ノアはと言えば、ひどく格式ばった態度で男に頭を下げるや、すぐにわたしの隣に並んで、いっしょにその場から立ち去った。
「あの横にいた方が私の前の雌だった方なんですよ」
予定通り円形広場に向かい、噴水が見えるベンチに腰かけたノアは、そう言ってひどく懐かしそうな顔をする。
わたしはと言えば、唐突なその告白に、彼に差し出してもらっていたクレープのようなお菓子を取りそこなうところだった。
「え? そうだったの?」
先ほど会った雌を思い出す。人形のように愛らしい雌だったが、また人形のようにひとこともしゃべらなかった。ただ、男が話しているあいだなにか言いたげな顔をしていたように思う。

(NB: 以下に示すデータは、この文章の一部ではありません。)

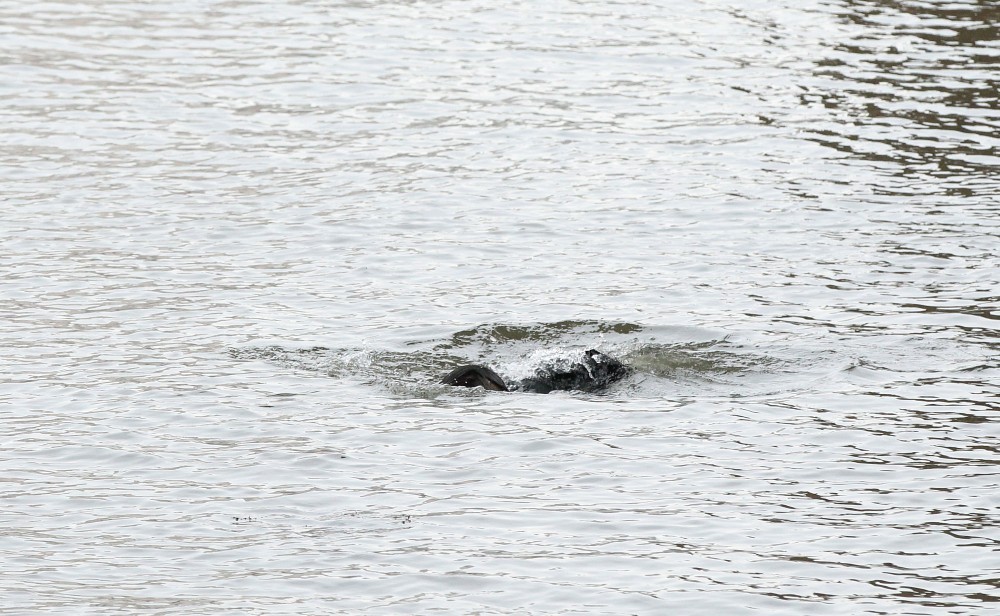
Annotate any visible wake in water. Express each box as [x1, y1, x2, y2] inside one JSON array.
[[230, 321, 828, 398]]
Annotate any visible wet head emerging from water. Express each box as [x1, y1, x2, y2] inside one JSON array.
[[441, 349, 629, 394]]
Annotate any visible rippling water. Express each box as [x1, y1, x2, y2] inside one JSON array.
[[0, 0, 1000, 614]]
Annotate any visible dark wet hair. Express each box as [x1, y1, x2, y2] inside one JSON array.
[[441, 366, 510, 391]]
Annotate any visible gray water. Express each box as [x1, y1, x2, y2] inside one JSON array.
[[0, 0, 1000, 615]]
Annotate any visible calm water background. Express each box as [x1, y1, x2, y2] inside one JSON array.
[[0, 0, 1000, 614]]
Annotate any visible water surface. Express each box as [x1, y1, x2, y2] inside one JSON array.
[[0, 0, 1000, 615]]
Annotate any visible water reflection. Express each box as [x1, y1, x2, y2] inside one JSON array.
[[800, 0, 1000, 196]]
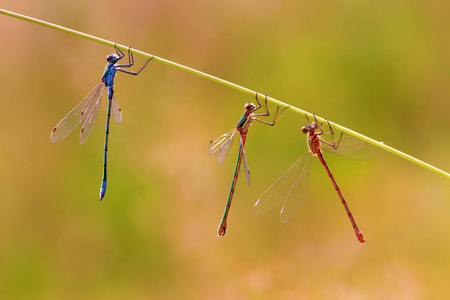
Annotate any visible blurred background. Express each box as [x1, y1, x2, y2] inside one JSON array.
[[0, 0, 450, 299]]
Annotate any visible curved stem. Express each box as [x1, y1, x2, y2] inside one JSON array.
[[0, 9, 450, 179]]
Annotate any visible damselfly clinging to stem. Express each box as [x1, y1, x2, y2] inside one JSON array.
[[50, 46, 153, 201], [254, 116, 365, 244], [209, 93, 289, 236]]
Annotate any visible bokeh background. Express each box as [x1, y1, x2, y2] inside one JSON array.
[[0, 0, 450, 299]]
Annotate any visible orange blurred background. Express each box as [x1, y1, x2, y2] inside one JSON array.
[[0, 0, 450, 299]]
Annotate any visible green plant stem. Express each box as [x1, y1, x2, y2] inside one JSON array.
[[0, 9, 450, 179]]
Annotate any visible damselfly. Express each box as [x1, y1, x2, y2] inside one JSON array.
[[209, 93, 288, 236], [254, 116, 381, 243], [50, 47, 153, 201]]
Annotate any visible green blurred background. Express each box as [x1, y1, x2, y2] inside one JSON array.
[[0, 0, 450, 299]]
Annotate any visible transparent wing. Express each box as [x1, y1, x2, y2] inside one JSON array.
[[208, 129, 236, 164], [111, 96, 122, 123], [80, 82, 105, 126], [322, 133, 387, 160], [242, 150, 250, 186], [253, 151, 313, 215], [50, 83, 103, 143], [280, 155, 314, 223], [80, 83, 105, 144]]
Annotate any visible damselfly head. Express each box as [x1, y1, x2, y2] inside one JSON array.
[[244, 103, 256, 112], [302, 122, 317, 133], [106, 53, 119, 63]]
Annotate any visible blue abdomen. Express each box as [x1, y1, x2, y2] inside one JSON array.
[[102, 65, 117, 85]]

あれは男の不躾な態度に対して思うところがあるのかなと感じたのだが、どうやらそれは半分ほど違ったようだ。
「彼はいとこの仕事仲間でして、一度荒天の晩に屋敷に泊めたことがありましてね。そのときに惚れてしまったらしいですよ」
「……なんだか他人事ですね」
あまりにもあっけらかんと話すノアに、思ったままの感想を口にする。
ノアはそれに怒ることもなく「そうですね」と肯定さえした。
「以前はそうでした。なにが悪かったのだろうか、と。愛を注ぐのは悪だったのだろうかと、何度も考えました」
「今は違うんですよね?」
吹っ切れているのなら、それはいいことだ。
ノアはふわりと微笑んでわたしを見た。
「ええ。今の私には、クロハさんがいますから」
不意の言葉にわたしはちょっとだけ恥ずかしくなる。まるで大切で大切で仕方がないものを自慢するかのような、ノアの言葉に羞恥心を煽られてしまった。

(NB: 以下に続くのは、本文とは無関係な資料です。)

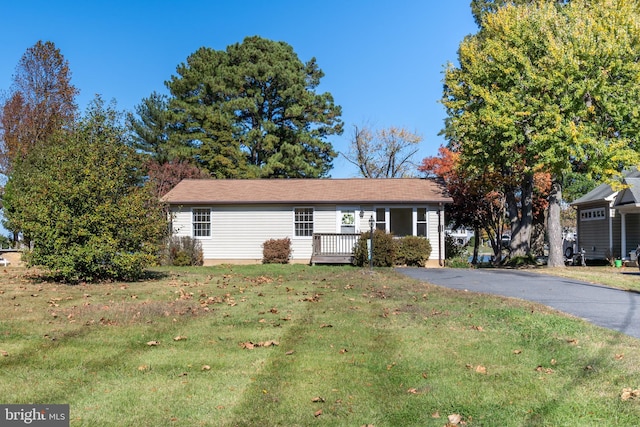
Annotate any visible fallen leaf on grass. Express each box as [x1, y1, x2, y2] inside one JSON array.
[[476, 365, 487, 374], [536, 365, 553, 374], [447, 414, 462, 426], [620, 387, 640, 400], [240, 341, 280, 350]]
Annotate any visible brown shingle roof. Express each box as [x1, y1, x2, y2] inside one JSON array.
[[162, 178, 451, 204]]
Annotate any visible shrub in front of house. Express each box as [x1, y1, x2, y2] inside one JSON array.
[[262, 237, 291, 264], [163, 236, 204, 266], [353, 230, 396, 267], [396, 236, 431, 267]]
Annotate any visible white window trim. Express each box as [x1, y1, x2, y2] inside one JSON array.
[[336, 206, 360, 233], [191, 207, 213, 240], [291, 206, 316, 240], [580, 207, 607, 221]]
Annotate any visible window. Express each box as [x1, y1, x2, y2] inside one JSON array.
[[293, 208, 313, 237], [389, 208, 413, 237], [580, 208, 606, 221], [376, 208, 387, 231], [340, 210, 356, 234], [193, 209, 211, 237], [416, 208, 427, 237]]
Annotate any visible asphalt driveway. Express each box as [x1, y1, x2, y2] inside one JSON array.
[[397, 267, 640, 338]]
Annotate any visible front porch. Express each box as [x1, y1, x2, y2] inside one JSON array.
[[311, 233, 360, 265]]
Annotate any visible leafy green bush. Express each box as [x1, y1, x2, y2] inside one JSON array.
[[445, 256, 473, 268], [396, 236, 431, 267], [262, 237, 291, 264], [163, 236, 204, 266], [353, 230, 396, 267], [3, 99, 168, 282]]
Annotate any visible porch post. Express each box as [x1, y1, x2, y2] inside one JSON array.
[[618, 211, 627, 259]]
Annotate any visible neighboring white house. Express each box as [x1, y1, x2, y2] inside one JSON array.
[[162, 178, 451, 266], [571, 170, 640, 260]]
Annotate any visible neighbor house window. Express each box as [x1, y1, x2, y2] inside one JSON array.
[[293, 208, 313, 237], [192, 208, 211, 237]]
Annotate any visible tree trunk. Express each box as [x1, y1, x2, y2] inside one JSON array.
[[507, 174, 533, 257], [547, 177, 564, 267], [471, 227, 480, 265]]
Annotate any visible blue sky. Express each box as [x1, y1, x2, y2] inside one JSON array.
[[0, 0, 477, 178]]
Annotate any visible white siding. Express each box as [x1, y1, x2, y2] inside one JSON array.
[[172, 205, 336, 262], [172, 205, 444, 264]]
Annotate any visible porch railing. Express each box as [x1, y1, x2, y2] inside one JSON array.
[[311, 233, 360, 264]]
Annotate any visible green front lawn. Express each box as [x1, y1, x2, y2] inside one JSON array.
[[0, 265, 640, 427]]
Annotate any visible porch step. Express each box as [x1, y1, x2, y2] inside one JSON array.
[[311, 254, 353, 265]]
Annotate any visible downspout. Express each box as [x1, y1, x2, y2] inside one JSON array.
[[438, 203, 444, 267]]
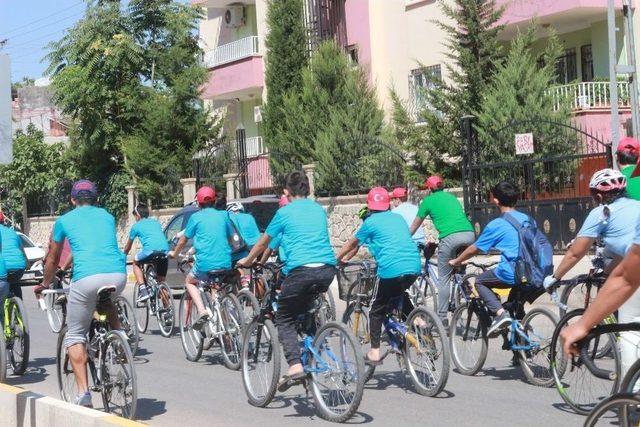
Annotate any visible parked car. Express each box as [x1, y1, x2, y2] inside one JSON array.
[[164, 195, 279, 288]]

「え……あ。うん。そ、そうだよね。これでまだ『前の雌がどう』とか言ってたら怒りますよー」
照れ隠しにおどけた口調で言ったものの、頬に集まった熱はどうしようもない。ヤバイ。ノアにはきっとバレバレだ。
ノアは赤いだろうわたしの頬を面白がる様子もなく、ただ慈愛に満ちた目でこちらを見ていた。

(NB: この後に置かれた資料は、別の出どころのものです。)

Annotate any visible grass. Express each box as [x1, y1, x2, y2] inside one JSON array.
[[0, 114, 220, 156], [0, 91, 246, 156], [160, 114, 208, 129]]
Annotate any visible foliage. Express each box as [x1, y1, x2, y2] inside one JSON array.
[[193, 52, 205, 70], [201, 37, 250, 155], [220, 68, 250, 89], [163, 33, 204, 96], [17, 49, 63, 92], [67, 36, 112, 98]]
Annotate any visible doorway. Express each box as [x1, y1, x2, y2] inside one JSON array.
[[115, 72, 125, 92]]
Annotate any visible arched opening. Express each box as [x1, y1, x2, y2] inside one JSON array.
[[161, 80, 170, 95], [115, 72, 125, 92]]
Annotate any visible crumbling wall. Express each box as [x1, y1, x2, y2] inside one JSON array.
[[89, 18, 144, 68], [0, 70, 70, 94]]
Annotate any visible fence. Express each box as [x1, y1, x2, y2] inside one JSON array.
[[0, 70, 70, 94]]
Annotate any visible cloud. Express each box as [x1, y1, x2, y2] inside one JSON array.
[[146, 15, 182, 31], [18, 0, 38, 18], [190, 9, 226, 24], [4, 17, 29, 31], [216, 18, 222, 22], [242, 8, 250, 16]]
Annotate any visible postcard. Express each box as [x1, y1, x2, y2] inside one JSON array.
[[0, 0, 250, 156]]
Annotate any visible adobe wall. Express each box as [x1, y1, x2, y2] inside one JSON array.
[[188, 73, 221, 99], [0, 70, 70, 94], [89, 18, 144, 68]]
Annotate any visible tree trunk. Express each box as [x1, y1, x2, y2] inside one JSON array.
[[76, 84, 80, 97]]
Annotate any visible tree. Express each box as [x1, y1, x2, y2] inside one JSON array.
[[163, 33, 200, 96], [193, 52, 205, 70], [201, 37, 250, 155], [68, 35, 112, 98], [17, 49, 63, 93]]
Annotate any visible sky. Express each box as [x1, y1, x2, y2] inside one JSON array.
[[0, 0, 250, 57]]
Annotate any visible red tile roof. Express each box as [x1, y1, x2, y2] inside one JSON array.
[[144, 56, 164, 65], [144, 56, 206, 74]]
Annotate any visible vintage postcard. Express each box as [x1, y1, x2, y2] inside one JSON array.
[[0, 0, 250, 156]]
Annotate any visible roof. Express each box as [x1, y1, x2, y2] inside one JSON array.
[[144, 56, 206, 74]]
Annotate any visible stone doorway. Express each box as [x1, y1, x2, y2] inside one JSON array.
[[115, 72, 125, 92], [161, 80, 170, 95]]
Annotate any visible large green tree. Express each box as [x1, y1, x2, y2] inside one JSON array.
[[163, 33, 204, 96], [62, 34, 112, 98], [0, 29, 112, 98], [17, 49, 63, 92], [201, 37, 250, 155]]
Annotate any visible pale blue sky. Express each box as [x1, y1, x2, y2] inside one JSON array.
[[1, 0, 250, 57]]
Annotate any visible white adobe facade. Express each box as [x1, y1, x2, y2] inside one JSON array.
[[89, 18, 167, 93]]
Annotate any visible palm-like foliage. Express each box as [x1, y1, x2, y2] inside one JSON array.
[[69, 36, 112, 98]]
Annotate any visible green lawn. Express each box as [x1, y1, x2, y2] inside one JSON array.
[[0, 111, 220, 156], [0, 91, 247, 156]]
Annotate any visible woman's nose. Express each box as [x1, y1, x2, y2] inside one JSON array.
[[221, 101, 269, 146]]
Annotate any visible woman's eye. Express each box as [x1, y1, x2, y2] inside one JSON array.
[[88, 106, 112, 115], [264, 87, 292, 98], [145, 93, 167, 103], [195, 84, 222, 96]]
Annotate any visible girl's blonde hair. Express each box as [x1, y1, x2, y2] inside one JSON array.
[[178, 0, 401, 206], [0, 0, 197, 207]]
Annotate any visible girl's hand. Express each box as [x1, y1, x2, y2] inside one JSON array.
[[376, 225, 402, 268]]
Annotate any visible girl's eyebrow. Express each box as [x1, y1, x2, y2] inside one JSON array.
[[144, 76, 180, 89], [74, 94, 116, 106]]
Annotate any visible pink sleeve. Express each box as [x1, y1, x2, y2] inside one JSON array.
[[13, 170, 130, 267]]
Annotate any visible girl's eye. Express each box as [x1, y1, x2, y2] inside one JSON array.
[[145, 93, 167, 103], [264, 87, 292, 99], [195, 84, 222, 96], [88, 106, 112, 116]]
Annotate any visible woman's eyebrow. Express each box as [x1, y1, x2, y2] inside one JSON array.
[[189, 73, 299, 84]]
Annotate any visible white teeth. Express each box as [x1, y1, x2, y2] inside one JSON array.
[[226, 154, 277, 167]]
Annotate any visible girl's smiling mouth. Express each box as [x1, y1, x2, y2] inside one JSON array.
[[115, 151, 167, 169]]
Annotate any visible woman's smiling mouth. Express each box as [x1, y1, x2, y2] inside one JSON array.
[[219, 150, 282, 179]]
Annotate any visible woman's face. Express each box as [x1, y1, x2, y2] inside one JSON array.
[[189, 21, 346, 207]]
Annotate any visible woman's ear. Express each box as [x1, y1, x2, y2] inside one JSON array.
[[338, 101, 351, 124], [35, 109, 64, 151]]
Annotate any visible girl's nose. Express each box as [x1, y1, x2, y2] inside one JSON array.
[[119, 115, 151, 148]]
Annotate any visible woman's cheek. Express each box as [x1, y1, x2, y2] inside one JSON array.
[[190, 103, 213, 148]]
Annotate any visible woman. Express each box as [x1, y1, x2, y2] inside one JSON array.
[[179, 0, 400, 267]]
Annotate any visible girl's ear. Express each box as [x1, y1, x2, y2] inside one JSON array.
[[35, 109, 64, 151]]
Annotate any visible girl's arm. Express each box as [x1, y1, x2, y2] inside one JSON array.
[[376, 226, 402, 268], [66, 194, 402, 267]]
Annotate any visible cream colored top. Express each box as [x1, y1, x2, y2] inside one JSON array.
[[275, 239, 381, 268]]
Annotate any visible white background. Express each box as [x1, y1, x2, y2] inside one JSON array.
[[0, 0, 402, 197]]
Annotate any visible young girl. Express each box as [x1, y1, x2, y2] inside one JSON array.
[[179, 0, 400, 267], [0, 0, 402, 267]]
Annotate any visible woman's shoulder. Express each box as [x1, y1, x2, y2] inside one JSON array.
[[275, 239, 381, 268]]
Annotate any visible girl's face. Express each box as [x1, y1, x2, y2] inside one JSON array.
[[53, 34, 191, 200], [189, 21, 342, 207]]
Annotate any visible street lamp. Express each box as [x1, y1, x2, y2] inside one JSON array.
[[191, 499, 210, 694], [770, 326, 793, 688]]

「安心してください。私にはクロハさんだけです。……私ってすごく一途なんですよ。知ってましたか?」
「あ、う、うん。そうじゃないかなって、思っていました、よ」
「そうですか。それなら安心です」
わたしは場を誤魔化すようにノアが買ってくれたクレープにかじりついた。甘ったるい生クリームと、イチゴの甘酸っぱさが味覚を刺激する。恥ずかしさからその味に集中する。
「おいしいですか?」
「……おいしいです」
オウム返しにそんな言葉を口にする。それのなにが面白かったのか、ノアはふふっと笑い声をもらした。
ノアを捨てるなんて、もったいないことするなあ。
ふたりのあいだには、きっとわたしには推し量れないようなことはたくさんあったのだろう。そこから、ノアが言動を改めたからこそ、今の彼があるという可能性もなきにしもあらず。
それでもわたしは「ノアを捨てるなんてもったいない」と思わずにはいられなかった。